Some people are saying that “Even Amazon can’t make sense of microservices” with a bias against microservices, YouTubers doing clickbait videos (I have a hope that clickbait videos will die in the void), and people that uses serverless feeling attacked by Prime Video choice.
The feeling that I have after reading some posts is that people may think that AWS Engineers can’t make wrong decisions. Oh come on. We are grown-ups, and occasionally, we need to admit that we made wrong choices, and now we are evaluating the current status of our workload and the learnings to make better decisions moving forward.
Let’s just interpret some parts of the post:
The two most expensive operations in terms of cost were the orchestration workflow and when data passed between distributed components.
That is the part where they acknowledge the problem. The problem was that transferring the data between the threads was higher than the cost of actually processing the data. It is something that we may not realize in our daily activities on AWS, where the data transfer between applications is where your budget really starts to get expensive.
We designed our initial solution as a distributed system using serverless components (for example, AWS Step Functions or AWS Lambda), which was a good choice for building the service quickly. In theory, this would allow us to scale each service component independently
Let’s think for a minute here: They had a plan, some business domains, and though that going with serverless would allow them to build the service quickly. What they may have done wrong was to not make proof of concepts to validate the idea that serverless would deliver everything that they were expecting. So, they build it thinking on decoupling and orchestrating things using Lambda and Step Functions.
Moving on.
Now after a couple of months (or years) with the product running, they have their domains clear as stated here:
Our service consists of three major components. The media converter converts input audio/video streams to frames or decrypted audio buffers that are sent to detectors. Defect detectors execute algorithms that analyze frames and audio buffers in real-time looking for defects (such as video freeze, block corruption, or audio/video synchronization problems) and send real-time notifications whenever a defect is found. The third component provides orchestration that controls the flow in the service.

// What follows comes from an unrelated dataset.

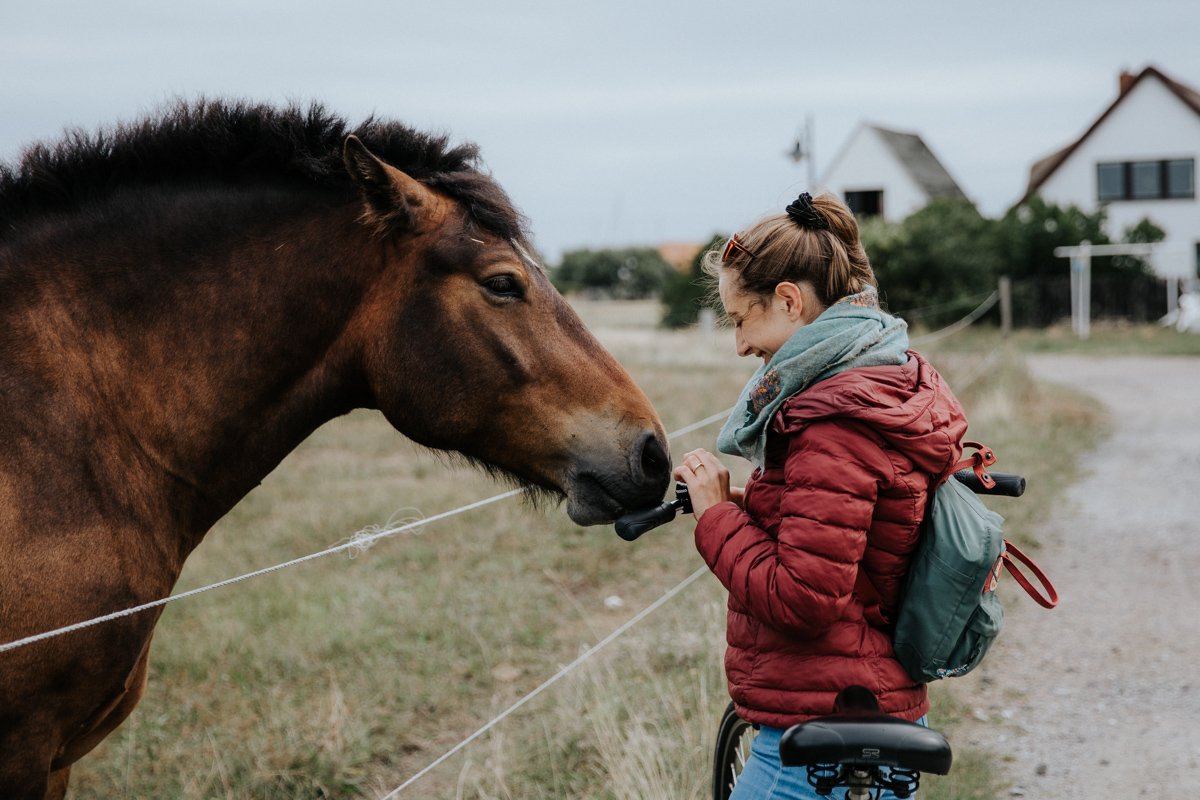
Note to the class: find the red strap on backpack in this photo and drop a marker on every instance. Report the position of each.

I can already see that the operation overhead of doing this with AWS Step Functions would grow consistently as stately later about the costs that using Step Functions achieved.

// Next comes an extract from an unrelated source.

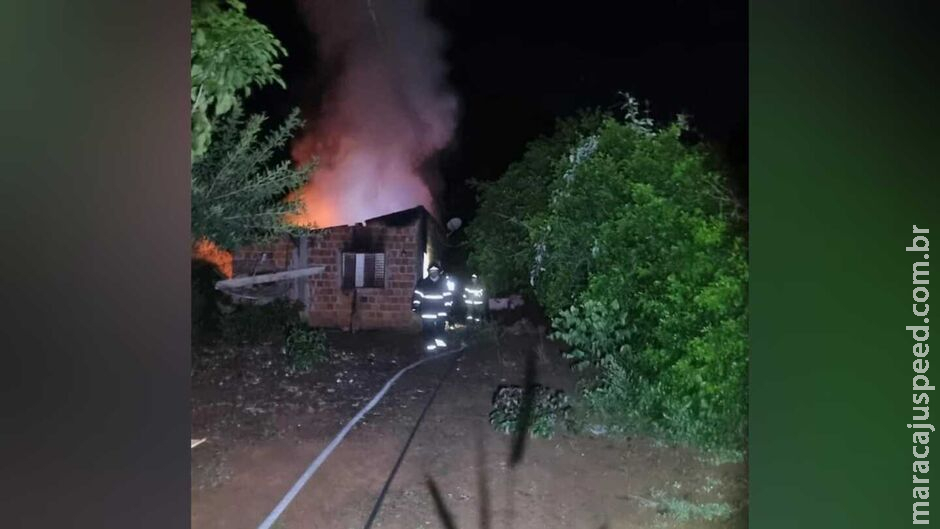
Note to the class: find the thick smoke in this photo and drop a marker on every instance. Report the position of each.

To address the bottlenecks, we initially considered fixing problems separately to reduce cost and increase scaling capabilities. We experimented and took a bold decision: we decided to rearchitect our infrastructure.
Well, in this part, I don’t agree that the decision to rearchitect was a bold decision. It was lessons learned from the past and the right call for the current situation that they had.
The conclusion was that, in the end, after all things said and done, they reduced 90% of the costs of their infrastructure by moving from a serverless architecture to a monolith system.
And that’s all right. Today they decided to move to a monolith. Tomorrow they may move to another set of services(a mix of compute and serverless), and it’s OK. It’s just engineering decisions made with the data and knowledge that we have today.
The post from them is not a reason to attack microservices in favor of monoliths. Or attack serverless in favor of containers. All architectural solutions have its fit in the right context. You just need to be a grown up to admit that and realize, as everything in tech: it depends.